In your paper, you mentioned that mamba scan is faster than flashattention2. Does

how to compare mamba with flashattention2 about mamba HOT 8 OPEN

state-spaces commented on August 15, 2024

how to compare mamba with flashattention2

from mamba.

Comments (8)

tridao commented on August 15, 2024 3

We compared attention time (softmax(QK^T)V) vs scan time, without the linear projection.
The dimensions are different, e.g. in a 1.3B model Transformers would typically have Q, K, V of hidden dimensions 2048, while the input to the scan would be of dimension 4096 (due to expand=2). So we measured attention with Q, K, V of dim 2048 and scan with input of dimension 4096 to be fair / favorable to attention.

from mamba.

albertfgu commented on August 15, 2024 1

We decided to leave those linear projections out because they are orthogonal to the main "sequence mixing mechanism" (attention vs scan) that is of interest to benchmark. You're right that the comparisons become slightly harder to control (e.g. what model dimension to use is fair?), but we chose a setting that seemed reasonable to us.

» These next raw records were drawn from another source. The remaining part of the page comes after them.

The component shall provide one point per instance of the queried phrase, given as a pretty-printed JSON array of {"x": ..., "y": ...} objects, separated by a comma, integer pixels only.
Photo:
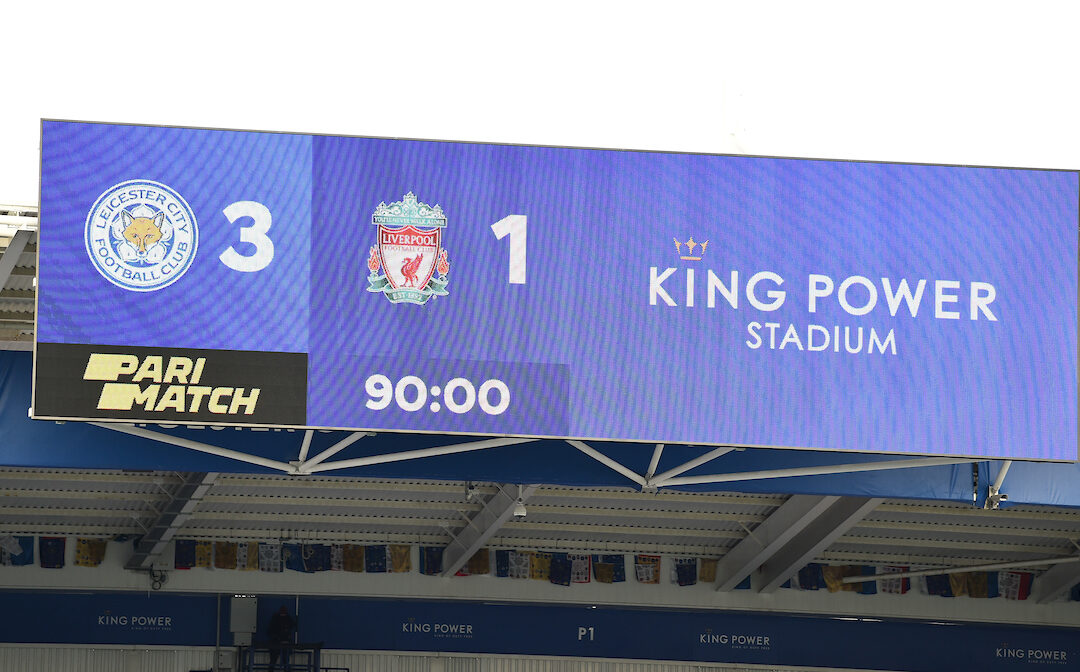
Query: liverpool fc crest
[{"x": 409, "y": 252}]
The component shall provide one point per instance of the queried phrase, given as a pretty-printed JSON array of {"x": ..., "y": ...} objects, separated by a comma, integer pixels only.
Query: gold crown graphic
[{"x": 690, "y": 244}]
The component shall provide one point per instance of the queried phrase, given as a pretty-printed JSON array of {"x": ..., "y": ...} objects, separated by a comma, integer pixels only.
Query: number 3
[{"x": 255, "y": 234}]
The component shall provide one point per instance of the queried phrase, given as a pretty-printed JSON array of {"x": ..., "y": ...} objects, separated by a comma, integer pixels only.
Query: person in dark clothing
[{"x": 281, "y": 636}]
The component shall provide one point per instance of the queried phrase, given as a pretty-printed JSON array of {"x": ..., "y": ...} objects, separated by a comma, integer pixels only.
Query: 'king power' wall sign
[{"x": 237, "y": 278}]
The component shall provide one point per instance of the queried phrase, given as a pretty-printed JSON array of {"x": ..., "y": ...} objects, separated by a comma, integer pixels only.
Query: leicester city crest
[
  {"x": 409, "y": 252},
  {"x": 142, "y": 236}
]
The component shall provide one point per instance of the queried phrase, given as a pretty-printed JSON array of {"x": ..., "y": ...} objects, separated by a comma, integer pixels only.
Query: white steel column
[
  {"x": 607, "y": 461},
  {"x": 765, "y": 540},
  {"x": 331, "y": 452},
  {"x": 814, "y": 538},
  {"x": 662, "y": 479},
  {"x": 482, "y": 526},
  {"x": 404, "y": 455},
  {"x": 1056, "y": 580},
  {"x": 813, "y": 471},
  {"x": 194, "y": 445}
]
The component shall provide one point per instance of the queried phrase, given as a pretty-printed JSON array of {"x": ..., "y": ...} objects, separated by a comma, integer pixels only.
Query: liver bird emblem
[{"x": 409, "y": 266}]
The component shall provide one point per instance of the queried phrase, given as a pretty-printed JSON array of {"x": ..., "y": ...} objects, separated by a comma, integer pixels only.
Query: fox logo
[
  {"x": 144, "y": 239},
  {"x": 142, "y": 236}
]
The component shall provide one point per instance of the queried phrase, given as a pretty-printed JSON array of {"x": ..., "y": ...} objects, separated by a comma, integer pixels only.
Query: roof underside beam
[
  {"x": 813, "y": 538},
  {"x": 1055, "y": 581},
  {"x": 483, "y": 524},
  {"x": 769, "y": 537},
  {"x": 181, "y": 504}
]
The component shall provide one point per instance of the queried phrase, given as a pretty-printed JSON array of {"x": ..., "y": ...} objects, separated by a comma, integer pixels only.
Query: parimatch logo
[
  {"x": 171, "y": 385},
  {"x": 158, "y": 384}
]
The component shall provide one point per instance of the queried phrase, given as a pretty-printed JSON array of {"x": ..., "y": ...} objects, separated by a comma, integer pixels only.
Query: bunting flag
[
  {"x": 247, "y": 555},
  {"x": 558, "y": 572},
  {"x": 520, "y": 563},
  {"x": 401, "y": 558},
  {"x": 204, "y": 554},
  {"x": 431, "y": 560},
  {"x": 609, "y": 568},
  {"x": 940, "y": 585},
  {"x": 90, "y": 552},
  {"x": 16, "y": 551},
  {"x": 352, "y": 558},
  {"x": 225, "y": 554},
  {"x": 270, "y": 556},
  {"x": 685, "y": 570},
  {"x": 10, "y": 545},
  {"x": 867, "y": 588},
  {"x": 502, "y": 563},
  {"x": 316, "y": 556},
  {"x": 51, "y": 550},
  {"x": 581, "y": 568},
  {"x": 184, "y": 555},
  {"x": 894, "y": 586},
  {"x": 540, "y": 566},
  {"x": 982, "y": 585},
  {"x": 292, "y": 556},
  {"x": 604, "y": 572},
  {"x": 1015, "y": 585},
  {"x": 958, "y": 583},
  {"x": 647, "y": 568},
  {"x": 706, "y": 570},
  {"x": 834, "y": 578},
  {"x": 375, "y": 559},
  {"x": 480, "y": 563}
]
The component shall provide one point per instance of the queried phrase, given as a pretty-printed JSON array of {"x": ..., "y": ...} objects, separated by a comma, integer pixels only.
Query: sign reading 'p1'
[{"x": 237, "y": 278}]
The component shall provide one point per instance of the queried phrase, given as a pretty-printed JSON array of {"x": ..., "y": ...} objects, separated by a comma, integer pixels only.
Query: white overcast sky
[{"x": 953, "y": 82}]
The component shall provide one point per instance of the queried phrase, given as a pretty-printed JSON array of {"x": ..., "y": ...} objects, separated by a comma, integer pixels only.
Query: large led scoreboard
[{"x": 265, "y": 279}]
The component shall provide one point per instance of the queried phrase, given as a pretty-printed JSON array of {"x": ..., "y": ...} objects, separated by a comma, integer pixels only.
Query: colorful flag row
[
  {"x": 16, "y": 551},
  {"x": 556, "y": 567},
  {"x": 1009, "y": 585},
  {"x": 306, "y": 558}
]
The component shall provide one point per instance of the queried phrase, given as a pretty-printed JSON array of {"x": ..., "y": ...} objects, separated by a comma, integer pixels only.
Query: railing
[{"x": 302, "y": 657}]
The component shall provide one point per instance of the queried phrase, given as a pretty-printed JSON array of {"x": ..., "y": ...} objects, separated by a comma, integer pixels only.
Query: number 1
[{"x": 515, "y": 227}]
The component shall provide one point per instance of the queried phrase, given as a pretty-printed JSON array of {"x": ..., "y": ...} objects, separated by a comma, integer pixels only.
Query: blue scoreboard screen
[{"x": 266, "y": 279}]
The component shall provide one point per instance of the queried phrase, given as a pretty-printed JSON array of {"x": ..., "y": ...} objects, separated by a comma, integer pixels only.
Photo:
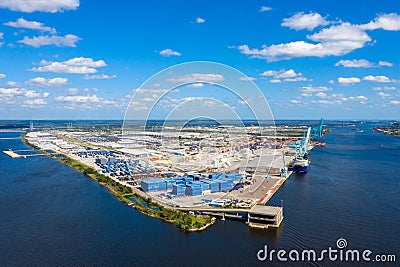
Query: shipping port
[{"x": 225, "y": 172}]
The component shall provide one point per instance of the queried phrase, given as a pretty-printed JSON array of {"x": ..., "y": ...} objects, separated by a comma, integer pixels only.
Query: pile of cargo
[{"x": 192, "y": 185}]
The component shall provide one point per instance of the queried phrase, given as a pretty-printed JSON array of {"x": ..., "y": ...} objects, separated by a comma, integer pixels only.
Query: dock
[
  {"x": 259, "y": 216},
  {"x": 14, "y": 153}
]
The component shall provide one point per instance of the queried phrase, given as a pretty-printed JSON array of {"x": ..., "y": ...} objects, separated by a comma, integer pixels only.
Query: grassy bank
[{"x": 124, "y": 194}]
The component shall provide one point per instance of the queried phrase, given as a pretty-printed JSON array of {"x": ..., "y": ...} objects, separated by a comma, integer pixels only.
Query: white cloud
[
  {"x": 79, "y": 65},
  {"x": 275, "y": 81},
  {"x": 34, "y": 103},
  {"x": 321, "y": 95},
  {"x": 99, "y": 76},
  {"x": 314, "y": 89},
  {"x": 331, "y": 99},
  {"x": 150, "y": 91},
  {"x": 360, "y": 97},
  {"x": 196, "y": 85},
  {"x": 198, "y": 77},
  {"x": 355, "y": 63},
  {"x": 72, "y": 91},
  {"x": 379, "y": 79},
  {"x": 265, "y": 8},
  {"x": 168, "y": 52},
  {"x": 385, "y": 63},
  {"x": 389, "y": 22},
  {"x": 284, "y": 75},
  {"x": 8, "y": 93},
  {"x": 247, "y": 78},
  {"x": 383, "y": 95},
  {"x": 386, "y": 88},
  {"x": 32, "y": 25},
  {"x": 200, "y": 20},
  {"x": 349, "y": 80},
  {"x": 29, "y": 6},
  {"x": 302, "y": 21},
  {"x": 42, "y": 82},
  {"x": 68, "y": 40},
  {"x": 79, "y": 98},
  {"x": 337, "y": 40}
]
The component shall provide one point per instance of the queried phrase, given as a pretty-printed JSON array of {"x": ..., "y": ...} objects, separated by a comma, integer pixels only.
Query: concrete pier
[{"x": 259, "y": 216}]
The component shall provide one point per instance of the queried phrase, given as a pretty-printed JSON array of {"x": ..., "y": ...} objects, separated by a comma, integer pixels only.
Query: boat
[
  {"x": 301, "y": 165},
  {"x": 320, "y": 144}
]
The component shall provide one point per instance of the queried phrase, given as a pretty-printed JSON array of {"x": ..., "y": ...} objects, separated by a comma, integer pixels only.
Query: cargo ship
[{"x": 300, "y": 165}]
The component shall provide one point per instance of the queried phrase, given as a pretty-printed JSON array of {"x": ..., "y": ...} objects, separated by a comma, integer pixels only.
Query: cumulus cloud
[
  {"x": 335, "y": 40},
  {"x": 31, "y": 25},
  {"x": 198, "y": 77},
  {"x": 349, "y": 80},
  {"x": 34, "y": 103},
  {"x": 68, "y": 40},
  {"x": 99, "y": 76},
  {"x": 168, "y": 52},
  {"x": 79, "y": 98},
  {"x": 383, "y": 95},
  {"x": 385, "y": 63},
  {"x": 42, "y": 82},
  {"x": 73, "y": 91},
  {"x": 247, "y": 78},
  {"x": 386, "y": 88},
  {"x": 313, "y": 89},
  {"x": 389, "y": 22},
  {"x": 379, "y": 79},
  {"x": 284, "y": 75},
  {"x": 301, "y": 21},
  {"x": 200, "y": 20},
  {"x": 8, "y": 93},
  {"x": 196, "y": 85},
  {"x": 30, "y": 6},
  {"x": 77, "y": 65},
  {"x": 265, "y": 8},
  {"x": 355, "y": 63}
]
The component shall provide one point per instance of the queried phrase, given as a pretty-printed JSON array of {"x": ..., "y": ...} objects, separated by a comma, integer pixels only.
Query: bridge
[{"x": 259, "y": 216}]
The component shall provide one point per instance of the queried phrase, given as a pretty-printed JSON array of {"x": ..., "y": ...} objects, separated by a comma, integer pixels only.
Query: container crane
[{"x": 318, "y": 131}]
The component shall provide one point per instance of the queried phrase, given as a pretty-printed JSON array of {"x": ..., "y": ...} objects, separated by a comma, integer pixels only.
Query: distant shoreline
[{"x": 183, "y": 220}]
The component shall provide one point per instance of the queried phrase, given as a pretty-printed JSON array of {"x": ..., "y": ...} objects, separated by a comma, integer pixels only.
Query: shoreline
[{"x": 182, "y": 220}]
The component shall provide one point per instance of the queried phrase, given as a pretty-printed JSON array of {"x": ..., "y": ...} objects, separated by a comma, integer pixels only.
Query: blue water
[{"x": 52, "y": 215}]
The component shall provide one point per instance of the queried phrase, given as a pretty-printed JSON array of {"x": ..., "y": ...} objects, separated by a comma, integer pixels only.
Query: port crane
[
  {"x": 301, "y": 146},
  {"x": 317, "y": 132}
]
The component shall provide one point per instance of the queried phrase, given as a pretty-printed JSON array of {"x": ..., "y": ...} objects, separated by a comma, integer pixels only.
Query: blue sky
[{"x": 85, "y": 59}]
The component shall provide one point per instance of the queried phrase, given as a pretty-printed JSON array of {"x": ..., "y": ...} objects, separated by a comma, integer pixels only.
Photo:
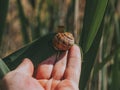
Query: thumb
[{"x": 26, "y": 67}]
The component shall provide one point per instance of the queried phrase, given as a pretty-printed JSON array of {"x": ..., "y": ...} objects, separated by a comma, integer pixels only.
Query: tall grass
[{"x": 101, "y": 22}]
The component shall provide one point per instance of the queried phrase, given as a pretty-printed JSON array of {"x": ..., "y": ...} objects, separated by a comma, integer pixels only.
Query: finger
[
  {"x": 44, "y": 69},
  {"x": 26, "y": 67},
  {"x": 59, "y": 67},
  {"x": 73, "y": 68}
]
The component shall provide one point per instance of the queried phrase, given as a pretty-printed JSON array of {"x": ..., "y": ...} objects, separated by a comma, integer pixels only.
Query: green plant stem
[
  {"x": 3, "y": 69},
  {"x": 3, "y": 13},
  {"x": 23, "y": 21}
]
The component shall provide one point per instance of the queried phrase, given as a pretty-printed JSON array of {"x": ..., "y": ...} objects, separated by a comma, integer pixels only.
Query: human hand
[{"x": 62, "y": 74}]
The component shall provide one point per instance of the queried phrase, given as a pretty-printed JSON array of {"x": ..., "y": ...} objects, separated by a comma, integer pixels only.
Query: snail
[{"x": 63, "y": 41}]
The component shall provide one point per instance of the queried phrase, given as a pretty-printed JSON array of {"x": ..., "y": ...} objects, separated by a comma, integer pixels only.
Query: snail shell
[{"x": 63, "y": 41}]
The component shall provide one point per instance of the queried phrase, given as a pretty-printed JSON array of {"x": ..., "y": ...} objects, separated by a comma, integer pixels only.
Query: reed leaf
[
  {"x": 89, "y": 59},
  {"x": 94, "y": 13},
  {"x": 24, "y": 22},
  {"x": 3, "y": 14},
  {"x": 3, "y": 69}
]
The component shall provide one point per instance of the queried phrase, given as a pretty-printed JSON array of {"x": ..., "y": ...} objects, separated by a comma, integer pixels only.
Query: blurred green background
[{"x": 95, "y": 25}]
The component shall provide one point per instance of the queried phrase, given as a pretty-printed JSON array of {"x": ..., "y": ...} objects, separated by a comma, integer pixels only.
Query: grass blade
[
  {"x": 89, "y": 59},
  {"x": 94, "y": 13},
  {"x": 3, "y": 69},
  {"x": 23, "y": 21},
  {"x": 3, "y": 14}
]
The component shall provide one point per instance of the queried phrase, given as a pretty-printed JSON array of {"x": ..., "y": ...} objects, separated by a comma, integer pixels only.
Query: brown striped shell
[{"x": 63, "y": 41}]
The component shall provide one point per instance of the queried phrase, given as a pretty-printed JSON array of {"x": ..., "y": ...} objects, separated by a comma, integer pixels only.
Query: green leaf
[
  {"x": 94, "y": 13},
  {"x": 3, "y": 69},
  {"x": 24, "y": 22},
  {"x": 89, "y": 59},
  {"x": 115, "y": 85},
  {"x": 3, "y": 14},
  {"x": 37, "y": 51}
]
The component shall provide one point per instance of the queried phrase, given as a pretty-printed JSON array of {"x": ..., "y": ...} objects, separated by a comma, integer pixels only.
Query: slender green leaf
[
  {"x": 37, "y": 51},
  {"x": 115, "y": 85},
  {"x": 23, "y": 23},
  {"x": 94, "y": 13},
  {"x": 3, "y": 14},
  {"x": 89, "y": 59},
  {"x": 102, "y": 64},
  {"x": 3, "y": 69}
]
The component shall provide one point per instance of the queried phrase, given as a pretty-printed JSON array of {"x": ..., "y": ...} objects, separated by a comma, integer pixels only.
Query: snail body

No matter what, the timings will only be off by a small constant factor with any other "reasonable" setting of dimensions, which is dwarfed by the linear vs quadratic complexity.

from mamba.

xiayuqing0622 commented on August 15, 2024 1

Q, K, V are bf16 for attention. u, delta, B, C, z are bf16, A and D are fp32 for scan.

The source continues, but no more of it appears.